CRYSTAL STRUCTURES OF TWO THROMBIN COMPLEXES WITH NOVEL PEPTIDE MIMETIC INHIBITORS. Robert St. Charles, Peggy Vanderhoff-Hanaver, Doug Boatman*, Cy Ogdu*, A. Tulinsky, Department of Chemistry, Michigan State University, East Lansing, MI 48824, *Molecumetics, Bellevue, WA 98005

Thrombin is a trypsin-like blood serine protease specialized in catalyzing the proteolysis of fibrinogen to fibrin monomers during the final stage of the coagulation cascade. Synthetic active site inhibitors of thrombin represent potentially useful antithrombotic agents and are showing promise as alternatives to current heparin-based therapeutics.

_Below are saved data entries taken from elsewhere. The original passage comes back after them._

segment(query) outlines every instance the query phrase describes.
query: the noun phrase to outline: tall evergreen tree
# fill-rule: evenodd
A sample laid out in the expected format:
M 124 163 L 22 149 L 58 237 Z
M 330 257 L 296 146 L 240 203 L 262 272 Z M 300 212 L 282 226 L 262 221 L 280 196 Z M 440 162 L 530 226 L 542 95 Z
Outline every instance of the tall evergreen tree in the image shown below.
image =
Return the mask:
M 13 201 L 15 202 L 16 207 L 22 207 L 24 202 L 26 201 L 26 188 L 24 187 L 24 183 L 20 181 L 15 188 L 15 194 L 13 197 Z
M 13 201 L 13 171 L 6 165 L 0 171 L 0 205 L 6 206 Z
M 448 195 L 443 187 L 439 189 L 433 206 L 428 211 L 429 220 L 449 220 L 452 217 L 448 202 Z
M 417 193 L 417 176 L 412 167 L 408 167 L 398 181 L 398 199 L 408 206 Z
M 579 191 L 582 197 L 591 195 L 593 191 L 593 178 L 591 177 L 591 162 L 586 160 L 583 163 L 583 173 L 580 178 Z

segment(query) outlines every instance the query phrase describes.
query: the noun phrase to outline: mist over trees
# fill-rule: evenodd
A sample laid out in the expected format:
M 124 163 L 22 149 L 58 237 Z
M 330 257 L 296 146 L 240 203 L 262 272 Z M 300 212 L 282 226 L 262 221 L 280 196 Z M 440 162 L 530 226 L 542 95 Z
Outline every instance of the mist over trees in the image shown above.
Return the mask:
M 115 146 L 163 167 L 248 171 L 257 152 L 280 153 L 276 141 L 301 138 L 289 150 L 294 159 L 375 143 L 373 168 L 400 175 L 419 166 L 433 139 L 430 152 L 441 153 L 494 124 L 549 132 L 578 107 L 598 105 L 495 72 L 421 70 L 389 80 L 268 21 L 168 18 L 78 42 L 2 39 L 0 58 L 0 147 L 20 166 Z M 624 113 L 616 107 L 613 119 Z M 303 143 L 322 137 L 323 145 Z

The crystal structures of human [[alpha]]-thrombin complexed separately to two similar peptidomimetic active site inhibitors (MOL124-1 and MOL126-1) have been solved to 2.1 Å resolution and refined using restrained least squares with R-factors less than 0.18. Ternary complexes were prepared by soaking crystals of hirugen-inactivated [[alpha]]-thrombin (space group C2) in 2 - 7 mM solutions of each synthetic inhibitor over a period of 5 days. Both inhibitors resemble D-Phe-Pro-Arg chloromethylketone (PPACK) in structure and bind in a similar fashion within the catalytic site. As with other active site inhibitors of thrombin, the arginyl side chain of the P1 residue of each inhibitor is bound within the primary specificity pocket of the protein making salt-bridged hydrogen bonds with the acidic side chain of Asp 189. Moreover, this arginine residue forms an expected hemiketal with Ser 195 in both complexes. The P2 residue of each mimetic possesses a novel bicyclic structure that constrains the precleavage portion of the inhibitor in an extended, substrate-like conformation, and interacts with the S2 site much like the proline residue of thrombin-bound PPACK. An aromatic P3 residue, D-phenylalanine, occupies the aryl binding site in both complexes. In MOL124-1, this residue is acylated at the amino-terminus, and makes several stabilizing interactions with the protein. One of the two inhibitors (MOL126-1) possesses an aromatic, [[alpha]]-ketoamide-linked P1' residue that is hydrogen-bonded to His 57 and makes numerous apolar interactions within the S1' and S2' sites of thrombin. This residue, absent in MOL124-1, is responsible for enhanced inhibitory activity.